Spot gold prices traded flat on Thursday, as the US dollar firmed, while US Treasury Yields rose, following the release of the FOMC minutes on Wednesday night. US gold futures fell 0.7% to $1,869.20 per ounce, after hitting their highest level since January 8 at $1,889.75 on Wednesday.

Oil extended its losses for the third session to three-week lows on Thursday, with West Texas Intermediate (WTI) crude futures down almost 2% to below $62.50 a barrel on rising Coronavirus cases in Asia and prospects of oversupply. Concerns over the Coronavirus situation in India plagued the market, as almost two-thirds of people tested showed exposure to the virus. Meanwhile, the US-Iran nuclear talks reportedly will enter their fifth phase early next week. Success of these talks could result in sanctions on Tehran being lifted and more supply coming to the market. The oil market is however still up almost 30% this year, after recovering to pre-pandemic levels in mid-March, on expectations fuel demand will rebound sharply with the rollout of COVID-19 vaccines and the reopening of more economies.

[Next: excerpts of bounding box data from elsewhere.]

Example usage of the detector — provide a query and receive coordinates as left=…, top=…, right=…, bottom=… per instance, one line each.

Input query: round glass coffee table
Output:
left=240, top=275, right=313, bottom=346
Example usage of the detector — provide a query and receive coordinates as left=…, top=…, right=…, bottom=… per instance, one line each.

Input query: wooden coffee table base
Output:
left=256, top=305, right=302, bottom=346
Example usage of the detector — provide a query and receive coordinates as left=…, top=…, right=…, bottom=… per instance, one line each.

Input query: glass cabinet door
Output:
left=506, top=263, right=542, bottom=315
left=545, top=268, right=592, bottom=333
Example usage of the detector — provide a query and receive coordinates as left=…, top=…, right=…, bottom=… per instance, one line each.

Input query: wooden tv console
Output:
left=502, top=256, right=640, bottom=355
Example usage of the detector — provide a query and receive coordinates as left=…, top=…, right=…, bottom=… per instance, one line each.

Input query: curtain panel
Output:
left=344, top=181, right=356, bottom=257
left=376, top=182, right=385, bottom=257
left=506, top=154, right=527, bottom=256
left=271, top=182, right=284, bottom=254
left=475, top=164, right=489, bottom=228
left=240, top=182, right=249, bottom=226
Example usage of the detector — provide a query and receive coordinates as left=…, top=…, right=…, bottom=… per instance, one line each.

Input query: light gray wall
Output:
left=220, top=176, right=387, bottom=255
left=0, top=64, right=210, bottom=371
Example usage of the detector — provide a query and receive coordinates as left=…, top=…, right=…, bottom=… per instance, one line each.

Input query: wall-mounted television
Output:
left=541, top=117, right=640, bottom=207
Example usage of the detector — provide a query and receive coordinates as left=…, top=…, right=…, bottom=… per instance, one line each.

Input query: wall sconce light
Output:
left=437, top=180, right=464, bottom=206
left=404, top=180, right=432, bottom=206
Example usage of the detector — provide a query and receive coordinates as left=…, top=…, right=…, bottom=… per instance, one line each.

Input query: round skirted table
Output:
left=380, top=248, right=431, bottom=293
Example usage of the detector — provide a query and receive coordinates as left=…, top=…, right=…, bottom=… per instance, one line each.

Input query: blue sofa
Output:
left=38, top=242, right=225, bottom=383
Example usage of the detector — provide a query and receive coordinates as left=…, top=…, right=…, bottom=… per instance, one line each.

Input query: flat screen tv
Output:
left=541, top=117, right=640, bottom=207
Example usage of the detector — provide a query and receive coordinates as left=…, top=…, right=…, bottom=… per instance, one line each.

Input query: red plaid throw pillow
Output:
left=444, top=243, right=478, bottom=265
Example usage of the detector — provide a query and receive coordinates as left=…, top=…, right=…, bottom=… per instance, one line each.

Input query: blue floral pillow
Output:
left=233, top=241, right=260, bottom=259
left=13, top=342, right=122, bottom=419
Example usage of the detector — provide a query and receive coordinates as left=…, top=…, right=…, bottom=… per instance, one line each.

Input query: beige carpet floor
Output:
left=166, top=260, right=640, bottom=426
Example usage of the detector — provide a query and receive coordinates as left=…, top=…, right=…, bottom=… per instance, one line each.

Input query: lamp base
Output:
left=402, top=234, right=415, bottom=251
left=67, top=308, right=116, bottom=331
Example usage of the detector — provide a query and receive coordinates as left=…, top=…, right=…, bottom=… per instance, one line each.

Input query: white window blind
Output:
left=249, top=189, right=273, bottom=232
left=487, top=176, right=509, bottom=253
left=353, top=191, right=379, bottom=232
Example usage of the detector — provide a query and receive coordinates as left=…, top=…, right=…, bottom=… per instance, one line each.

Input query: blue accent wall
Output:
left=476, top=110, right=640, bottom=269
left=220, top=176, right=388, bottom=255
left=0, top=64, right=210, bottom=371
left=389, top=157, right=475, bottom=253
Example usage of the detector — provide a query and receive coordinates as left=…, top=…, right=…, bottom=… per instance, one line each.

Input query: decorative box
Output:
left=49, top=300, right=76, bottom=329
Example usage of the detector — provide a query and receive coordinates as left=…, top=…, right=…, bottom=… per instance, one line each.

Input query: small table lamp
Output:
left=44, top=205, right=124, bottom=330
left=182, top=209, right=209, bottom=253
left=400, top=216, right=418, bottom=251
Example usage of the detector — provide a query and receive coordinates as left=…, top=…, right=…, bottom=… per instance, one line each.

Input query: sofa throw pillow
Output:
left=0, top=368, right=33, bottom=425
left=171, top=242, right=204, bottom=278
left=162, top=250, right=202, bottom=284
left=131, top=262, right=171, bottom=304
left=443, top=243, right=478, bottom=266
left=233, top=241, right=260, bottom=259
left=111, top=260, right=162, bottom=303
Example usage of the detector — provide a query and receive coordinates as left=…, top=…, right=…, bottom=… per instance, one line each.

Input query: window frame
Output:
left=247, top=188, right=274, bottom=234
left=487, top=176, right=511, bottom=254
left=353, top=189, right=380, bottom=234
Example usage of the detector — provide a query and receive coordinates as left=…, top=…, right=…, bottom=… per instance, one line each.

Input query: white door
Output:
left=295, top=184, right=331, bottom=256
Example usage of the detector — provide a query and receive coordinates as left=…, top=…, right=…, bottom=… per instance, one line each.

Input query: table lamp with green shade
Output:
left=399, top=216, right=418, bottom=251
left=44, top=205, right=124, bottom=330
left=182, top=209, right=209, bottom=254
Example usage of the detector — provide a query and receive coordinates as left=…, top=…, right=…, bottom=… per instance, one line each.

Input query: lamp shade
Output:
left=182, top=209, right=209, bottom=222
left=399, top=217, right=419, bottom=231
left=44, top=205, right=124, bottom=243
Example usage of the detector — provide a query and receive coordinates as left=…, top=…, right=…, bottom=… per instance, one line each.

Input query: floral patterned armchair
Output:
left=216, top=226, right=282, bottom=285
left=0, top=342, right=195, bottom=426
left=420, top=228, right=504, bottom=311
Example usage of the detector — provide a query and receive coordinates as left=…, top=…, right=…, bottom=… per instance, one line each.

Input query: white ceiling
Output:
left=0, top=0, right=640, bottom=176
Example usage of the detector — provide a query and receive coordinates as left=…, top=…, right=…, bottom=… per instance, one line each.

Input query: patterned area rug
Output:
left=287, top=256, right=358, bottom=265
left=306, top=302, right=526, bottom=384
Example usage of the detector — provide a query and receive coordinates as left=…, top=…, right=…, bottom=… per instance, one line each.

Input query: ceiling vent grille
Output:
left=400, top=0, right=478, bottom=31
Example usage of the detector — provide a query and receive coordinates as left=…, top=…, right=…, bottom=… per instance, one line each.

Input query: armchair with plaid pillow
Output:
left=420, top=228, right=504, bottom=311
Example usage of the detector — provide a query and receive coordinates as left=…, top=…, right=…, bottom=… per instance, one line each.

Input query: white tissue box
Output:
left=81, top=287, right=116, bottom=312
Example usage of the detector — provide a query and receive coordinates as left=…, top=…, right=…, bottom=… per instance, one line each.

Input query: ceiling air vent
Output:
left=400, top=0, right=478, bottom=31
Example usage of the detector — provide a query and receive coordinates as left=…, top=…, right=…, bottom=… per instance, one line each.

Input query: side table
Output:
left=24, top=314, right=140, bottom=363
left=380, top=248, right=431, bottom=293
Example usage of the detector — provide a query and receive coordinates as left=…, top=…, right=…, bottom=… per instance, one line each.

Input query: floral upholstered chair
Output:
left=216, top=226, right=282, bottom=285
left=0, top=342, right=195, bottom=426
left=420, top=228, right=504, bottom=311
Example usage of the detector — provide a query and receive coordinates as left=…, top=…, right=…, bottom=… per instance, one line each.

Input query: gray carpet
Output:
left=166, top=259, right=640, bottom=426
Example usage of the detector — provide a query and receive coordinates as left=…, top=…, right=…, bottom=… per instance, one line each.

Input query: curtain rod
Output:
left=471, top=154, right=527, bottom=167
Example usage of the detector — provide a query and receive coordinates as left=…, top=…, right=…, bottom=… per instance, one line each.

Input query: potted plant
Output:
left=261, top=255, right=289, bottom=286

Copper futures were trading around $4.60 per pound, as China’s effort to curb commodity prices, possible Fed tapering, and inflation fears offset hopes demand will continue to provide support. On the supply side, miner, Glencore, will restart operations at the currently idled Mutanda copper mine in the Democratic Republic of Congo in 2022 while top producer, Chile, faces a possible strike at the world’s largest copper mine, Escondida, which threatens output. Despite the price adjustment from a record high of $4.90 per pound reached in May, the copper cost is expected to remain high.

On Friday morning, gold traded at $1875.80, platinum at $1203.00 and palladium at $2844 an ounce.


The euro traded around the $1.22 level, remaining close to an over four-month peak of $1.224 hit on Wednesday, assisted by dollar weakness and the prospect of a solid economic recovery in 2021. On the economic data front, German producer prices rose in April by the most in nearly a decade, adding to signs of growing inflationary pressure in Europe’s largest economy.

The British pound traded around the $1.41 mark, after touching its strongest level since April 2018, on Tuesday. Investors are digesting a slurry of data released this week and hoped for a solid economic recovery in 2021. The UK inflation jumped to 1.5% in April, the highest since March 2020. Elsewhere, sterling has also been supported by broad dollar weakness.

The rand traded rangebound for the week, struggling to find sufficient momentum to rally below the R14.00/$ mark, as US inflation and monetary policy remains in the spotlight. Commodity prices remain supportive.

We started the day trading at R13.98 /$, 17.10/€ and R19.85/£.